Zero Food Waste itself is on hiatus this week (although I did not in fact waste any food) due to my guest post at Well Kept Wallet. Please read over there, and thanks to Deacon Hayes and his team there for having me. That said, I did have a recipe written up, so if you’re interested in that, read on!
Groceries this week:
Dental floss, $3.49
Brown sugar, $.99
red onion, $.90
Sweet potatoes, $1.40
Frozen blueberries, $3.00
Total with tax: $17.76
Chicken breasts, $6
Black pepper, $2.50
Grand total: $30.26
This week’s recipe is really all about the dressing. It’s from an awesome vegetarian recipe you can find at Smitten Kitchen. I admit up front that both the recipe I just linked, and the recipe I developed from it, are unusually intense for me; multiple pans are involved and although nothing is actually *difficult*, doing all the steps takes a while. However, this is not a place where you want to skimp. I tried the lentil salad once without toasting and grinding the spices and it was just…not that great. Whereas with that step, it is an amazing feast of deliciousness. It keeps well, however, so I always make a double batch and then I can eat it for lunch all week and I feel better about the time investment.
This week, I had feta to use up and for some reason I was craving chicken. I started thinking about a chicken-feta-red onion salad, and then realized that what I really wanted was to have a version of that lentil-chickpea salad except using chicken. I also had cooked quinoa in the freezer from a little while back, and I’d brought lemons back from California (my friends have a lemon tree.) I have to say, despite the effort I had to put in, this is absolutely everything I’d hoped it would be — I had it for dinner last night and have probably three servings left. Here’s the recipe as I made it, but you could easily just make the dressing and put it on anything — vegetable salads, whatever.

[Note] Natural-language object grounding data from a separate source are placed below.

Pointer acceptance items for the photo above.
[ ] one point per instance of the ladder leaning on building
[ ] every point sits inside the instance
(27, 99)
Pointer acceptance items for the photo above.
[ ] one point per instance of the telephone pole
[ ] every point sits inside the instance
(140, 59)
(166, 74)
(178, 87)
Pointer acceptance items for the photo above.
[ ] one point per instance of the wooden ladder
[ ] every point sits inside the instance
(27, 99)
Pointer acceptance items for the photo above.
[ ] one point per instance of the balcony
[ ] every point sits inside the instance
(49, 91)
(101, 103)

1 split chicken breast, bone in, skin on, cooked however you like (I pan-roasted mine), cooled, and cut into bite sized pieces
Feta cheese, crumbled
Italian parsley, chopped
2 cups cooked quinoa (or any other grain, or you could just skip this)
1 small red onion, sliced very thin
sesame seeds, toasted (optional)
For the dressing:
4 tbsp tahini
6 tbsp lemon juice
4 tbsp olive oil
4 tbsp water
4 tsp whole coriander seeds
2 tsp whole cumin seeds
1 garlic clove
salt to taste (I used 1/2 tsp of sea salt but could have used a bit more probably)

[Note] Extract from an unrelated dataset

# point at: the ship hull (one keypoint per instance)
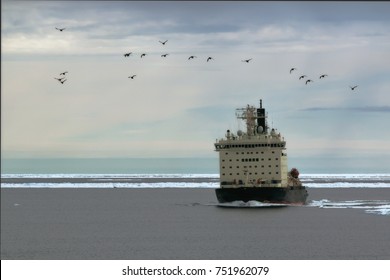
(288, 195)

1) Toss the red onion with 4 tsp lemon juice and 4 tsp olive oil and a couple pinches of salt and let that sit while you work on everything else. (Alternately — and I might do this next time — make quick-pickled red onions instead.
2) Toast the coriander and cumin seeds in a nonstick or cast-iron pan on the stovetop, then grind them with a mortar and pestle. Again, I know this seems like a pain, but it is a must-do.
3) Blend all the dressing ingredients using an immersion blender. If you don’t have one, you can put everything in a jar and shake it up well instead, but in that case, chop the garlic up as small as possible, then put the salt on top of it and smash the garlic and salt together with the handle of your heaviest knife before scraping the salt/garlic mixture into the jar.
4) Add the feta and parsley to the onion mixture and toss/stir; then add the chicken and quinoa (if using); then toss with the dressing. Eat, and experience bliss. This is best room temperature, although I think the original lentil-chickpea salad is best a little warm; I usually heat it up just a bit in the microwave when I bring it to work.